By the Second World War and the Labour government of Clement Attlee, trade union membership was well established and collective agreements covered over 80 per cent of the workforce. With the British Empire in rapid dissolution, immigration from Commonwealth countries, and record levels of female workplace participation the character of Britain's workforce was changing fast. Though the common law was sometimes comparatively progressive, sometimes not, the first statutes to prohibit discrimination focused on gender and race emerged in the 1960s as the Civil Rights Act was passed in the United States. Discrimination in employment (as in consumer or public service access) was formally prohibited on grounds of race in 1965, gender in 1975, disability in 1995, sexual orientation and religion in 2003 and age in 2006. A complicated and inconsistent jamboree of Acts and statutory instruments was placed into a comprehensive code in the Equality Act 2010. Much discrimination law is now applicable throughout the European Union, to which the UK acceded in 1972. Although labour laws in the early European Treaties and case law were scant, the Social Chapter of the Maastricht Treaty brought employment rights squarely into the EU's jurisprudence. Meanwhile, starting from the Contracts of Employment Act 1963, workers gained a growing list of minimum statutory rights, such as the right to reasonable notice before a fair dismissal and a redundancy payment. Labour governments through the 1960s and 1970s were troubled by reform of the unwieldy trade union system. Despite producing reports such as In Place of Strife and the Report of the committee of inquiry on industrial democracy which would have made unions accountable to their members created more direct workplace participation, reform did not take place.

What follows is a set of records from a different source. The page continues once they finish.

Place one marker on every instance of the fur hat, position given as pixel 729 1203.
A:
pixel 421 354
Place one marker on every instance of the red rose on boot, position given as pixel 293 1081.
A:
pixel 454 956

From 1979, a new Conservative government took a strongly sceptical policy to all forms of labour law and regulation. During the 1980s ten major Acts gradually reduced the autonomy of trade unions and the legality of industrial action. Reforms to the internal structure of unions mandated that representatives be elected and a ballot is taken before a strike, that no worker could strike in sympathetic secondary action with workers with a different employer, and that employers could not run a closed shop system of requiring all workers to join the recognised union. The wage councils were dismantled. A public campaign against the merits of unions paralleled the decline of membership and collective agreement coverage to under 40 per cent. In addition, the government opted out of the EU Social Chapter in the Maastricht Treaty. In 1997 the new Labour government brought the UK into the EU's Social Chapter, which has served as the source for most reform in UK law since that time. Domestic led reform was minimal. The National Minimum Wage Act 1998 established a country-wide minimum wage, but did not attempt to reinvigorate the Wage Board system. The Employment Relations Act 1999 introduced a 60 page procedure requiring employers to compulsorily recognise and bargain with a union holding support among workers, though union membership remained at a level steadily declining below 30 per cent.